One of the biggest stories this application season is the affirmative action controversy at Harvard College over Asian-American students. The college has been accused in a lawsuit of incorporating anti-Asian policies, and court proceedings are due to begin in October. In response to the accusations, Harvard has accused the organizers of the lawsuit, the Students for Fair Admissions, of being complicit in an effort to repeal affirmative action altogether.
Whether or not the allegations against Harvard are true, Asian-American students are right to be concerned about admissions policies. As an Asian-American who comes from a low-income background, I believe that affirmative action policies are important. But when it comes to college admissions, we need to treat racial categories with greater nuance.

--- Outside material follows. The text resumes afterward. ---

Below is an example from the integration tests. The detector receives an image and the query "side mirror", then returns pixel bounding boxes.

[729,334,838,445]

Affirmative action policies that benefit students of color facilitate more diverse educational experiences for everyone and ensure that voices that have long been buried by elitist admission processes can finally be seen and heard. Higher education is the foundation of a successful career, and communities of color—especially Black and Latino communities —have historically been denied that opportunity. Affirmative action provides people of color with a fair chance at education.

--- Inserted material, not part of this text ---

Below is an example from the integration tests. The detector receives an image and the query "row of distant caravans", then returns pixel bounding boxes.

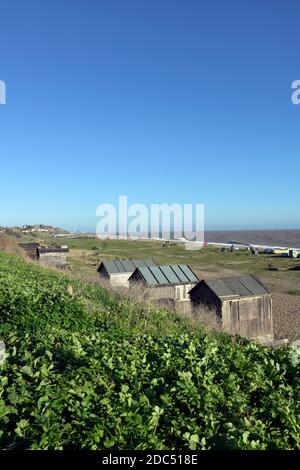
[98,260,274,341]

One of the biggest problems with affirmative action policies, though, is the broad grouping of Asian-Americans. Within the Asian diaspora, there are different cultures and ethnicities that lead to very distinct experiences. You can’t compare the experiences of a third-generation Japanese-American whose family lived through internment camps to a first-generation Filipino immigrant who graduated almost illiterate in an underfunded school.

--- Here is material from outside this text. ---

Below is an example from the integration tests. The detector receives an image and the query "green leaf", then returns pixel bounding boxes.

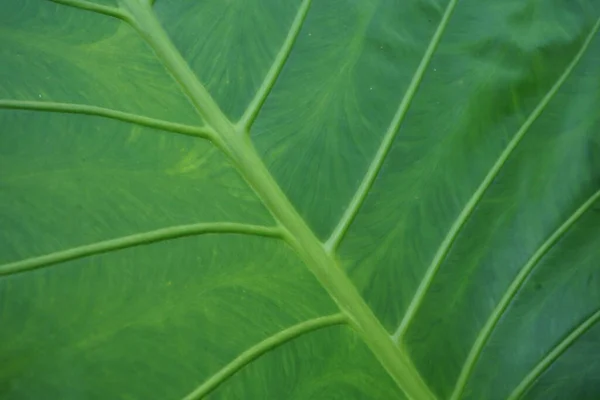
[0,0,600,400]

Disappointingly, the focus of the affirmative action debate has been dominated by the voices of wealthy Asian-Americans. Groups like The Orange Club, which was founded in Irvine, Calif., by a group of Chinese-Americans, rally the support of their community behind one single goal: to end affirmative action. The often-fractured community is banding together for the chance to support local Republican candidates who vow to overturn affirmative action. They fail to recognize the obstacles faced by non-Asian minority groups, and they fail at addressing the systemic problems within other parts of the Asian community—such as the extremely low graduation rate among low-income Filipino high school students or the large number of under-resourced schools in California with high populations of Asian students.
But wealthy Asians are not the only ones at fault in this situation. Institutional supporters of affirmative action need to take into account a broad range of diversity, and devise new ways to ensure that their policies are upheld within the Asian community, perhaps going so far as to dissolve the “Asian” category altogether in favor for a more complex breakdown of what it means to be Asian.